Terlihat pada hampir setiap bangunan rumah adat Sunda sangat jarang ditemukan
paku besi maupun alat bangunan modern lainnya. Untuk penguat antar-tiang
digunakan paseuk (dari bambu) atau tali dari ijuk ataupun sabut kelapa,
sedangkan bagian atap sebagai penutup rumah menggunakan ijuk, daun kelapa, atau
daun rumia.
Hal
menarik lainnya adalah mengenai material yang digunakan oleh sang rumah itu
sendiri. Pemakaian material bilik yang tipis dan lantai panggung dari papan
kayu atau palupuh tentu tidak mungkin dipakai untuk tempat perlindungan di
komunitas dengan peradaban barbar.
Saung
Ranggon saat ini merupakan hasil renovasi-renovasi sebelumnya. Namun menurut
pengakuan kuncen Sri tetap memperhatikan dalam penggantian bahan dan tetap
memelihara pelestarian bangunan kuno ini. Masyarakat Cikedokan beranggapan
bahwa yang membangun Saung Ranggon adalah cikal bakal mereka, sehingga keberadaanya
Saung Ranggon sangat dihormati dan dipelihara dengan baik.
Tujuan
utama dari pembuatan Saung Ranggon sebagai tempat menyepi dan bersembunyi dari
kejaran pihak Belanda. Tapi di kemudian hari fungsi Saung Ranggon itu menjadi
tempat menyimpan berbagai benda pusaka, dan yang lebh unik lagi bahwa Saung
Ranggon kini menjadi tempat ziarah orang-oarng yang memerlukan ”bantuan” dalam
menghadapi kenyataan hidup. Tujuan orang berziarah tersebut bermacam-macam,
mulai dari keinginan untuk keselamatan, naik pangkat atau untuk meminta berkah
karena akan melakukan hajatan di rumahnya.
Ramainya Saung Ranggon oleh
pengunjung pada waktu-waktu tertentu terutama malam Jumat Kliwon, Sabtu Suro,
Maulid Nabi, Rajaban. Ritual yang dilakukan untuk karuhun dipimpin oleh kuncen
dengan memakai sarana untuk sesajen yaitu bunga-bunga dan buah-buahan yang
terdiri 7 macam yang dipersembahkan untuk para karuhun dengan memanjatkan
doa. Pada setiap bulan Maulid (Hijriah) dilakukan hajat ”Maulidan”, dengan
melakukan cuci pusaka dan dilanjutkan dengan hiburan jaipongan (Sunda Bekasi)

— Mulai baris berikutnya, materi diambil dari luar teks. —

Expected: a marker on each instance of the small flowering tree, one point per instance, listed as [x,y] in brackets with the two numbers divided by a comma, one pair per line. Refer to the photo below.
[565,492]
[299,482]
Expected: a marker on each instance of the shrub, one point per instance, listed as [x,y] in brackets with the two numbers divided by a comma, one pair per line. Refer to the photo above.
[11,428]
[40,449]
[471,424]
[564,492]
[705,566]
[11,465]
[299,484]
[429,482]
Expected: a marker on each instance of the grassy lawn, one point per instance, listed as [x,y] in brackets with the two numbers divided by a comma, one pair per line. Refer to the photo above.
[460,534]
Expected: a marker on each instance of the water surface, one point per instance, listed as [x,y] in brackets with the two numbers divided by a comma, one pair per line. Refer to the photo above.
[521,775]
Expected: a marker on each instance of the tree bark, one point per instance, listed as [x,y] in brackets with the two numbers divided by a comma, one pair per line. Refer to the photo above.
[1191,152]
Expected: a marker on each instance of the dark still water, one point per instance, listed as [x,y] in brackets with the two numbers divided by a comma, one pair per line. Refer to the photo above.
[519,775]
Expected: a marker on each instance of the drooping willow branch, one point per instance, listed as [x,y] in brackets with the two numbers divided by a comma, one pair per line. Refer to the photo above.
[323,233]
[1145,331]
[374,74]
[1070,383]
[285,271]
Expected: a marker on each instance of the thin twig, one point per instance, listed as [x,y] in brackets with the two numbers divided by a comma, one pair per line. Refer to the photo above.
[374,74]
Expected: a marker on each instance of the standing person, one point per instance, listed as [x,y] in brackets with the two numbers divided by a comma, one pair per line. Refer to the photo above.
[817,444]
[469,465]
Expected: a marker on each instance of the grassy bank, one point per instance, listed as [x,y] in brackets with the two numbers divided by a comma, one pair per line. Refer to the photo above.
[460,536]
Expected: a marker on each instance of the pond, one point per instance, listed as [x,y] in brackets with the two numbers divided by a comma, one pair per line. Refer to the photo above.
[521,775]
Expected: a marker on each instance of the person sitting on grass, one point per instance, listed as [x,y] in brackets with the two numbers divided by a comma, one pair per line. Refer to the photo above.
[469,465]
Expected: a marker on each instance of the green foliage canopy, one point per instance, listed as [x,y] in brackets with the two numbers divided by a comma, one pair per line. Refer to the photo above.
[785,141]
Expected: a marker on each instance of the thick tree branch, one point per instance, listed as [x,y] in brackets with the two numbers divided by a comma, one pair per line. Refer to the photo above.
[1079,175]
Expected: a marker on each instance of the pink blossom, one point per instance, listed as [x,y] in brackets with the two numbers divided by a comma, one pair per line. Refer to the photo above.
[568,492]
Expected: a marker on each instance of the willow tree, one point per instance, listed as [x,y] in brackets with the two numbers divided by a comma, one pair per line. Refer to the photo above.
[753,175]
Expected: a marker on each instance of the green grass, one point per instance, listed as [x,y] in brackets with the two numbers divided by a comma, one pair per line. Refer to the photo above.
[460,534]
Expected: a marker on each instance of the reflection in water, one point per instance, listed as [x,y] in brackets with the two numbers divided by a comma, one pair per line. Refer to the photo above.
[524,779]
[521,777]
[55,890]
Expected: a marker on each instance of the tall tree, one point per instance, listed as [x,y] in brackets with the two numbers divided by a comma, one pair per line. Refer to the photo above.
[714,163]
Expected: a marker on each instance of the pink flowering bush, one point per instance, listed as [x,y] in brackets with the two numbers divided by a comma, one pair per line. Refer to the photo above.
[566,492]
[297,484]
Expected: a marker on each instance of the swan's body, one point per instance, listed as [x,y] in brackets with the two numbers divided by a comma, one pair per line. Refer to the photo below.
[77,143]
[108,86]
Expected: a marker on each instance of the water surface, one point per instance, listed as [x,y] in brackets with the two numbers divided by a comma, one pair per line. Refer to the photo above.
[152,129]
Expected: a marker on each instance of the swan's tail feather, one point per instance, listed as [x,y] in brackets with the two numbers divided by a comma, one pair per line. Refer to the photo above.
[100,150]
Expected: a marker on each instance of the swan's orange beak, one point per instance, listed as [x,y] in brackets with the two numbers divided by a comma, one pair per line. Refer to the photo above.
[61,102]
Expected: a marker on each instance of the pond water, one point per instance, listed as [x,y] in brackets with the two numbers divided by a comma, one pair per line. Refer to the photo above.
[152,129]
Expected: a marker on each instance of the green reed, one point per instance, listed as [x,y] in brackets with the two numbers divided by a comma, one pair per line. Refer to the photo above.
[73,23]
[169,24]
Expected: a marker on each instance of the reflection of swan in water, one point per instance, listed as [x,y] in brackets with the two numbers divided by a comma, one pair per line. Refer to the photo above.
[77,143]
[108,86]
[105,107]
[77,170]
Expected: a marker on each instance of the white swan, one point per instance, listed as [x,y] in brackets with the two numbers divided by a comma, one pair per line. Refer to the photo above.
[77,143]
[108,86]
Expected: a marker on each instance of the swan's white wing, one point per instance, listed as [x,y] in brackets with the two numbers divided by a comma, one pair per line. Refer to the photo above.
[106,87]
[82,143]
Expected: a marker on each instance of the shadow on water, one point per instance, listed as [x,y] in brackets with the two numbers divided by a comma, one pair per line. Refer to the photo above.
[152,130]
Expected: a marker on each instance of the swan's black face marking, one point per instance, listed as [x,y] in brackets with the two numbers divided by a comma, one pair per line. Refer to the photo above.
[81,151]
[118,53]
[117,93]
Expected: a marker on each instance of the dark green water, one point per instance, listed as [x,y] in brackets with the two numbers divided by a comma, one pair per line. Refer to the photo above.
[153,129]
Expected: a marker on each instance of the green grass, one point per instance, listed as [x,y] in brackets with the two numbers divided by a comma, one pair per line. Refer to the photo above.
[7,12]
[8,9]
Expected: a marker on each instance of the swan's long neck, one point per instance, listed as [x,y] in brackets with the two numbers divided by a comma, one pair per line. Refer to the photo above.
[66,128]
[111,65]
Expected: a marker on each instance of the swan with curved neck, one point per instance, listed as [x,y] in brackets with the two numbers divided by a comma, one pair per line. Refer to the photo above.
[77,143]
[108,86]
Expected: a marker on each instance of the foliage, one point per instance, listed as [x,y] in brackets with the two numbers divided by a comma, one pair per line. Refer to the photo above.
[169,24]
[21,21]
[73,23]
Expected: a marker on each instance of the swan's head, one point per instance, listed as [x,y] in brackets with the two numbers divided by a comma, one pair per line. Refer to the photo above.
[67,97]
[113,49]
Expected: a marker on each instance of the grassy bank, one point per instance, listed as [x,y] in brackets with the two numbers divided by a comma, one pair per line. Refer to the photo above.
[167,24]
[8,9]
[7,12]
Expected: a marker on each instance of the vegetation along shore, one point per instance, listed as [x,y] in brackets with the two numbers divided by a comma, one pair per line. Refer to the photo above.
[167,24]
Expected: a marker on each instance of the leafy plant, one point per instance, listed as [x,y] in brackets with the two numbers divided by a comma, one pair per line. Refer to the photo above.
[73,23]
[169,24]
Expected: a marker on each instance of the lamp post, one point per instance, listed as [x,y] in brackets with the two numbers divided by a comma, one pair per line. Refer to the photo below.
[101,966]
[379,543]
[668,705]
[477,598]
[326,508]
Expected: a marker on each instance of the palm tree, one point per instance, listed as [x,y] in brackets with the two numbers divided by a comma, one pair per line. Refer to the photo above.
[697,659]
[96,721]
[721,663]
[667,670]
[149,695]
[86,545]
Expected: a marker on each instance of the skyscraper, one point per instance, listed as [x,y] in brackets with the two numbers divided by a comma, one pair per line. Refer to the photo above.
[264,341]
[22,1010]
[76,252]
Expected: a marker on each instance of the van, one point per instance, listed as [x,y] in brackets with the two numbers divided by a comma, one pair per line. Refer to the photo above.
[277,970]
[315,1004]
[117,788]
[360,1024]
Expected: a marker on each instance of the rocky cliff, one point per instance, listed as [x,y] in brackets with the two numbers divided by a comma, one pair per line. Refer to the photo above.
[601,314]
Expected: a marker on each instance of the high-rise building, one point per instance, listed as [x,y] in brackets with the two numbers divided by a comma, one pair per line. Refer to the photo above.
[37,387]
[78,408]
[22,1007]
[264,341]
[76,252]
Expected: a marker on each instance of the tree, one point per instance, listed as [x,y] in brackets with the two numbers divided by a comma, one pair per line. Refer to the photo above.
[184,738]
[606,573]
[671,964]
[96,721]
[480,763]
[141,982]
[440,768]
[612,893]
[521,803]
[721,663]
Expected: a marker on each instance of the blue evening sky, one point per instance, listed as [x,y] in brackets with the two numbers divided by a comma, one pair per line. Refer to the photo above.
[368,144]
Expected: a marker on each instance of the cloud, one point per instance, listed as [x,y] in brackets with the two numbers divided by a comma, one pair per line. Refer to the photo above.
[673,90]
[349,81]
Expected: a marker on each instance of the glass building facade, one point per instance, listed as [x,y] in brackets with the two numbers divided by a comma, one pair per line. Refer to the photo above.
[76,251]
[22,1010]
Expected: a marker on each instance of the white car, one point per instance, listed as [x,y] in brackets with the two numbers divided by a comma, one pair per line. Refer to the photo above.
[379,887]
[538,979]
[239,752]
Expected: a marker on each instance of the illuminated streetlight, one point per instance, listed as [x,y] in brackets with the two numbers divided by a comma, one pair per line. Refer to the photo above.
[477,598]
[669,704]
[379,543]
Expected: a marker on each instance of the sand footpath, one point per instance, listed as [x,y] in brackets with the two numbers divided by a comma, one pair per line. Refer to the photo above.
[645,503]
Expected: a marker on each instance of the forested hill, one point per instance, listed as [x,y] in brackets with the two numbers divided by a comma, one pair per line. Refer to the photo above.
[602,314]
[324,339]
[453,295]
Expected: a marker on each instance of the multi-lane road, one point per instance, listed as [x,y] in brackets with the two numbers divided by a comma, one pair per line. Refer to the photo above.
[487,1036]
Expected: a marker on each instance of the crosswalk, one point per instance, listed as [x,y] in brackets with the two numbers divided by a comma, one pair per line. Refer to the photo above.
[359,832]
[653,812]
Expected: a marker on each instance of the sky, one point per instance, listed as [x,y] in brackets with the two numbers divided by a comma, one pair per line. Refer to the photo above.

dan wayang kulit khas dari Bekasi (dengan budaya Betawi). Kegiatan hajat budaya
(cuci pusaka dan maulidan) dilakukan di halaman rumah Tradisional Saung Ranggon
dapat dijadikan sebagai daya tarik bila dikembangkan sebagai objek wisata
budaya. Selain itu juga Saung Ranggon ini sering dijadikan Tempat Rapat para
anggota Pemerintahan (Sarahsehan).
Nasib
Saung Ranggon sebagai Cagar Budaya di Kabupaten Bekasi ini pun masih butuh
perhatian lebih karena menurut penuturan ibu Sri, Pemerintah yang sekarang
kurang perhatian “Belum ada perhatian lebih dari pemerintah, paling setiap tiga
bulan sekali petugas kebersihan datang untuk membersihkan Saung Ranggon. Apalagi
pemerintahan yang sekarang, Bupati yang baru belum pernah datang, paling
anggotanya saja yang datang itu pun kalau mereka mau menggadakan rapat disini,
selebihnya kita harus mengajukan proposal untuk mendapatkan dana”. Beliau pun
menambahkan kembali “Itu musholah yang berada disamping itu adalah hasil swadaya
warga sekitar bukan dari pemerintah dan tempat wudhu simapinya belum kelar
dibangun karan tersendatnya dana, jadi kami harus mengupulkan swadaya dari
warga sekitar dan sumbangan dari pengunjung yang datang”.